FIG. 8 is a schematic diagram showing a cross section in the core bar direction in the vicinity of the end of the charging member.

FIG. 9 is a vertical cross-sectional view showing the configuration of a process cartridge of Example 4.

FIG. 10 is a diagram showing the relationship among the surface layer member thickness, sound pressure level, and panel evaluation of Example 1.

FIG. 11 is a diagram showing the relationship between the surface layer member thickness, sound pressure level, and panel evaluation in Example 2.

FIG. 12 is a diagram showing the relationship among the surface layer member thickness, sound pressure level, and panel evaluation of Example 3.

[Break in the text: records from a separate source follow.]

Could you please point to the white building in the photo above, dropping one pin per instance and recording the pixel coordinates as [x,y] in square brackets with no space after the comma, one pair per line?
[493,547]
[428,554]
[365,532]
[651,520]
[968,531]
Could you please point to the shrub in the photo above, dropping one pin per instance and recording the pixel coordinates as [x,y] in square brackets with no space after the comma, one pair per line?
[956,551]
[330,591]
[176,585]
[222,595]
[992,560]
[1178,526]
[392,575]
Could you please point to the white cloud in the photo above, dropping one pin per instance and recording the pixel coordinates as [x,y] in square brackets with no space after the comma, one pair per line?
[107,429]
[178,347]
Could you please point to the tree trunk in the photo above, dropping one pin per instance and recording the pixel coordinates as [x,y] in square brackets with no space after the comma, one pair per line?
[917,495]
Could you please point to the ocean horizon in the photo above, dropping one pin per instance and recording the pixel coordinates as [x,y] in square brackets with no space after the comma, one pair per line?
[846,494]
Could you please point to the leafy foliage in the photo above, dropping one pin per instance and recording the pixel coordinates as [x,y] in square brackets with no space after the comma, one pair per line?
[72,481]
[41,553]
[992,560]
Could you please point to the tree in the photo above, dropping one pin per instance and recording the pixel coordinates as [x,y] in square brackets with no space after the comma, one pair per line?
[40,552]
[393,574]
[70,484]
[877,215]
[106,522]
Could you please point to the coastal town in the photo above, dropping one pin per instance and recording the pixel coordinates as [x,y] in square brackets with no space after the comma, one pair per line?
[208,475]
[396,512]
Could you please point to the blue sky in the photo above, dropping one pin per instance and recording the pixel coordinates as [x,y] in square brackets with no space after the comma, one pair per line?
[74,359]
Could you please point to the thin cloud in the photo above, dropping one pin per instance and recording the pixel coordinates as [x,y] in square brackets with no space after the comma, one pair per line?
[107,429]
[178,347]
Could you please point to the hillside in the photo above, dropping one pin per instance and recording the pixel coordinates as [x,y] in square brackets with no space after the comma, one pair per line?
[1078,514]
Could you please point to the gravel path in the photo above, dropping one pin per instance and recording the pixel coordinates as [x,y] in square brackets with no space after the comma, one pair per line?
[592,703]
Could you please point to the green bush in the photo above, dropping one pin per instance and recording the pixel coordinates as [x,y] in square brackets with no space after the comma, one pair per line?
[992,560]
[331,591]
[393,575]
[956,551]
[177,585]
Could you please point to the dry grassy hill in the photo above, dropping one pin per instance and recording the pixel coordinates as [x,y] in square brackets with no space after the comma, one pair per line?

FIG. 13 is a diagram showing a relationship between a contact charging member, sound pressure level, and panel evaluation.

14 (a) and 14 (b) are views showing a generation mechanism of a charging sound.

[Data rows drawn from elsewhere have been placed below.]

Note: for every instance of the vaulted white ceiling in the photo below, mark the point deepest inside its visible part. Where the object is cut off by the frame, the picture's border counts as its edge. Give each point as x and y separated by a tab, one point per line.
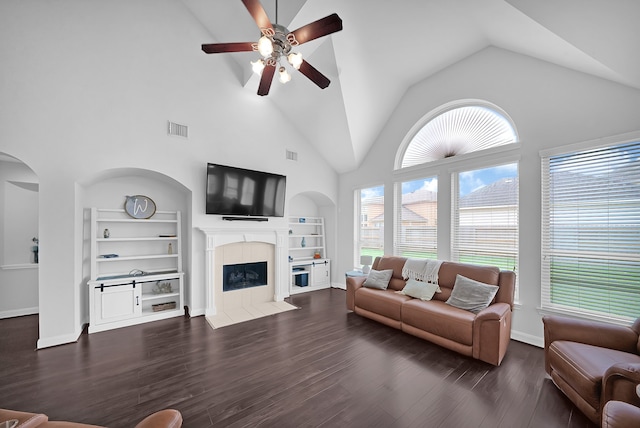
388	46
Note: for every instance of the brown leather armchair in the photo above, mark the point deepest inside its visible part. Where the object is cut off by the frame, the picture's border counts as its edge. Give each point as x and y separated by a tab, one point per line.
593	363
167	418
617	414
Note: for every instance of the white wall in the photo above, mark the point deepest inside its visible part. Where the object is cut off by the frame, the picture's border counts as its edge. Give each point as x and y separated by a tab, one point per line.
88	87
550	106
18	225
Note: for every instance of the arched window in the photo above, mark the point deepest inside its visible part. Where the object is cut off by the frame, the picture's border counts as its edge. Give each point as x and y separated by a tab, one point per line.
480	218
455	130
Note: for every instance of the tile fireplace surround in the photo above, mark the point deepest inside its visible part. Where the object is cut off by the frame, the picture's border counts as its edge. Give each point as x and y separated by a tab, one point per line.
218	237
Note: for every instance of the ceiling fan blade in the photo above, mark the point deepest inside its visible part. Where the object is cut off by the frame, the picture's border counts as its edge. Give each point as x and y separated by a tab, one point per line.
228	47
266	79
321	27
314	75
259	15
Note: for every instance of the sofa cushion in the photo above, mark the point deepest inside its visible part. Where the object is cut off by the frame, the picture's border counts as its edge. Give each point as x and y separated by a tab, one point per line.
394	263
450	270
387	303
582	366
471	295
378	279
420	290
440	319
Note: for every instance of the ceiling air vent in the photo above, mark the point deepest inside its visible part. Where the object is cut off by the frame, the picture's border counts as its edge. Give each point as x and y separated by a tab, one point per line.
292	155
178	130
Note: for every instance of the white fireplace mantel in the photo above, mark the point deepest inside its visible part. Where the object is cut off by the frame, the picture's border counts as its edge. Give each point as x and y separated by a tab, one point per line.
218	236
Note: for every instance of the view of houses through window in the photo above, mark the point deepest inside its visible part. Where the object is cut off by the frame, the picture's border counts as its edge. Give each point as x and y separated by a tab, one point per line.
591	231
416	220
485	217
371	231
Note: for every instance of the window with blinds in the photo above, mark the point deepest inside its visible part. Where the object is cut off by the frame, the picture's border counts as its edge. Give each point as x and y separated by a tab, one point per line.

FIG. 15 is a schematic diagram showing the vicinity of a photosensitive drum of a conventional image forming apparatus.

[Explanation of sign]

 DESCRIPTION OF SYMBOLS 1 Image bearing member (charged member, photosensitive drum) 2 Charging member (charging roller) 2B Elastic body 2a Support member (core metal) 2b Foaming member (elastic body) 2b 'Bubble part 2c Surface layer member 2d, 2g, 2j Conductive layer 2e, 2k Medium resistance layer 2f, 2i tube 2h High resistance layer 2l Protective layer 3 Pressure spring 4 Power supply 5 Exposure means (output laser light) 6 Developing device 7 Transfer material 8 Transfer device 9 Cleaning device C Cartridge container

─────────────────────────────────────────────────── ─── Continuation of the front page (51) Int.Cl. ⁶ Identification number Reference number within the agency FI Technical display location G03G 21/18 (72) Inventor Koichi Suwa 3-30-2 Shimomaruko, Ota-ku, Tokyo Canon (72) Inventor Hiroshi Sato 3-30-2 Shimomaruko, Ota-ku, Tokyo Canon Inc. (72) Inventor Satoshi Inami 3-30-2 Shimomaruko, Ota-ku, Tokyo Canon Inc. (72) Inventor Tetsuya Sano 3-30-2 Shimomaruko, Ota-ku, Tokyo Canon Inc.

Claims (5)

[Claims] 1. A charging member for bringing an elastic body held by a supporting member into contact with an image carrier and applying a charging voltage to the supporting member to charge the image carrier through the elastic body, wherein the elastic body is used. Is provided with a foam member supported by the support member and a single-layer or multiple-layer surface layer member that surrounds the foam member and directly contacts the image carrier, and has a layer thickness of 300 μm or less. A charging member characterized by: 2. The charging member according to claim 1, wherein an oscillating voltage in which a DC voltage is superimposed on an AC voltage having a frequency of 1500 Hz or less is applied to the elastic body via the supporting member. 3. An image forming apparatus, comprising at least the image carrier, the charging member according to claim 1 or 2, and a cartridge container that integrally houses the image carrier and the charging member. A process cartridge that is detachably attached to the main body. 4. The image carrier, the charging member according to claim 1 or 2, exposure means for exposing the image carrier to form an electrostatic latent image, and toner on the electrostatic latent image. An image forming apparatus comprising: a developing device that adheres toner to form a toner image; and a transfer device that transfers the toner image onto a transfer material. 5. An image forming apparatus, comprising: mounting means for detachably mounting the process cartridge according to claim 3.